The use of reduced intensity conditioning has resulted in a significantly lower incidence of severe acute GVHD (aGVHD) compared with myeloablative conditioning. It is not known if reduced toxicity myeloablative conditioning has a similar impact. To answer this question, we evaluated the incidence of acute and chronic GVHD in a homogeneous group of AML/MDS patients treated with Fludarabine (Flu) and IV Busulfan (IVBu) between April 2001 and August 2005 at MD Anderson Cancer Center.
METHODS: Retrospective analysis of all 195 consecutive AML/MDS patients (pts) who received conditioning with IVBu (130 mg/m2 for 4 days) and Flu (40 mg/m2 for 4 days) and allogeneic stem cell transplantation (ASCT). The cumulative incidence of GVHD was estimated considering disease progression or death in the absence of GVHD as competing risks. Cox’s proportional hazards regression analysis was used to compare the rates of GVHD.

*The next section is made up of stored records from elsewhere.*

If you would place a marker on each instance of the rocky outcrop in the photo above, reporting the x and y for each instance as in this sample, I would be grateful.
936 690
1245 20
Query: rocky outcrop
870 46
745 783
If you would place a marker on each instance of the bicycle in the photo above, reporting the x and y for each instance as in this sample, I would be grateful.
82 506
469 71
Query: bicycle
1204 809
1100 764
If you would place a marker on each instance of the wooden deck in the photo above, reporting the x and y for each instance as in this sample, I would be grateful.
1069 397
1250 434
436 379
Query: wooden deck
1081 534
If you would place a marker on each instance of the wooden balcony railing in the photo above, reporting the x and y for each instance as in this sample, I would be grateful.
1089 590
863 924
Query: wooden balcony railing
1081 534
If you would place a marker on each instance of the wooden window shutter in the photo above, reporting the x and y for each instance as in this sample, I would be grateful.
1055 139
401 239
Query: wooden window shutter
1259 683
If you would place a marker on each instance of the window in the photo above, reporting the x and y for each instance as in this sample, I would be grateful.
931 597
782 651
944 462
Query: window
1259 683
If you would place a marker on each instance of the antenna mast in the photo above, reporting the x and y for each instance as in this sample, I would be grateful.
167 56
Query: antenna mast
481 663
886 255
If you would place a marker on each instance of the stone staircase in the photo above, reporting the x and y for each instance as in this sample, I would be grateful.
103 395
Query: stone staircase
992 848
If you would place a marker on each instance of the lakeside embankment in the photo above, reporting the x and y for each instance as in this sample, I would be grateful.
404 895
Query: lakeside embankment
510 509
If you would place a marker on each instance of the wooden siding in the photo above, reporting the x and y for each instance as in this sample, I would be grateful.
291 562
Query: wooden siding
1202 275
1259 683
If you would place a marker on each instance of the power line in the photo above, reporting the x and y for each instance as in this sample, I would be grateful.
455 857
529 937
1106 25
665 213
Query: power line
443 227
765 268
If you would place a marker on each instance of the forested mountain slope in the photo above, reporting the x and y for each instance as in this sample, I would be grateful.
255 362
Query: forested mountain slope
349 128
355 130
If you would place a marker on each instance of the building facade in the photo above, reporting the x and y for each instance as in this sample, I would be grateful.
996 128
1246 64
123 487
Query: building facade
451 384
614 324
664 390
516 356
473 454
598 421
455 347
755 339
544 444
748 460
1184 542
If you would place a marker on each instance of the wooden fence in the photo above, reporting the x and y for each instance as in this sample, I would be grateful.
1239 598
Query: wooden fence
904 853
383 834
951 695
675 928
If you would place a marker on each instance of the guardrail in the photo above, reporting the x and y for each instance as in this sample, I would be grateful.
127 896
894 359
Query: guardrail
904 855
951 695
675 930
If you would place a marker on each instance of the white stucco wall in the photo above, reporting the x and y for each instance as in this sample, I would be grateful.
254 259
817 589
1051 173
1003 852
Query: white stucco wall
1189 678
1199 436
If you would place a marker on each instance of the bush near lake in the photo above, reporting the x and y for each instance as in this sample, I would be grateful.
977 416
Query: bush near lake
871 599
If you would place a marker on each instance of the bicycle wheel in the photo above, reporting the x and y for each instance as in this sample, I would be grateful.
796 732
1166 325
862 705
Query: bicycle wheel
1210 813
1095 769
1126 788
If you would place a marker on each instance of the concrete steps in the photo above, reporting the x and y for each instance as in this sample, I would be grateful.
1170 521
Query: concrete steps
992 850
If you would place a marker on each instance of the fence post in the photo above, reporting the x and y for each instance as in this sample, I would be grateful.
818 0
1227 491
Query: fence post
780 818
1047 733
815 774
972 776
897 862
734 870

RESULTS: Median age at the time of transplantation was 46 years (12–65) with 4 pts being younger than 18 years. 45% of pts (n=93) were females and 47% (n=92) were in complete remission at the time of transplant. 55% (n=107) received a graft from a matched related donor (MRD), 38% (n=74) from a matched unrelated donor (MUD), and 7% (n=14) from a 1 Ag mismatched related or unrelated donor. Stem cell source was peripheral blood in 85% of recipients of a MRD graft and bone marrow in 88% of recipients of a MUD graft. The median number of CD34+ cells infused was 4.6 x 106/Kg (range 1.1–8.9) and 3.8 x106/Kg (range 0.2–13) in the two groups respectively. GVHD prophylaxis consisted of tacrolimus and mini-methotrexate. In addition, 29/74 recipients of a MUD graft received varying doses of pentostatin on a phase I/II clinical trial. Evaluation of GVHD was limited to pts who received a graft from a MRD or MUD and engrafted (n=179/181). With a median follow-up among survivors of 48 months (range 16–80), 100 day actuarial survival was similar in recipients of a MRD (96%) and MUD (93%) graft (p=0.3). A total of 50 pts (28%) developed grade II-IV and 15 pts (8%) grade III-IV aGVHD within 100 days after ASCT. Donor type was the most significant predictor of the incidence of grade II-IV aGVHD with a cumulative incidence of 18% (95% CI: 12–27) in recipients of a MRD graft and 38% (95% CI: 29–51) in recipients of a MUD graft (HR=0.4, p=0.001). Similarly the rate of grade III-IV aGVHD was significantly lower in recipients of a MRD graft (4% vs. 15%, HR=0.2, p=0.007). In contrast, donor type did not impact the incidence of chronic GVHD with a comparable cumulative incidence by 2 years in recipients of a MRD (53%, 95% CI: 44–63) and MUD graft (45%, 95% CI: 35–58), (HR=0.9, p=0.8). Similar results were observed when the comparison was restricted to de novo chronic GVHD (n=32). Use of peripheral blood stem cells was the only significant factor associated with a higher rate of chronic GVHD in recipients of a MRD graft (56% vs. 35%; HR=2.5, p=0.03). Female gender was associated with a significantly lower rate of chronic GVHD in recipients of a MUD graft (HR=0.4, p=0.006). There was no significant impact for age, percent donor chimerism at the time of engraftment, diagnosis (AML versus MDS), or donor/recipient CMV serostatus on the rate of grade II-IV aGVHD or chronic GVHD.
CONCLUSION: The incidence of grade II-IV aGVHD is low following IVBuFlu conditioning and ASCT in AML/MDS patients. In this setting, donor type affects the incidence of acute but not chronic GVHD.
Disclosures: No relevant conflicts of interest to declare.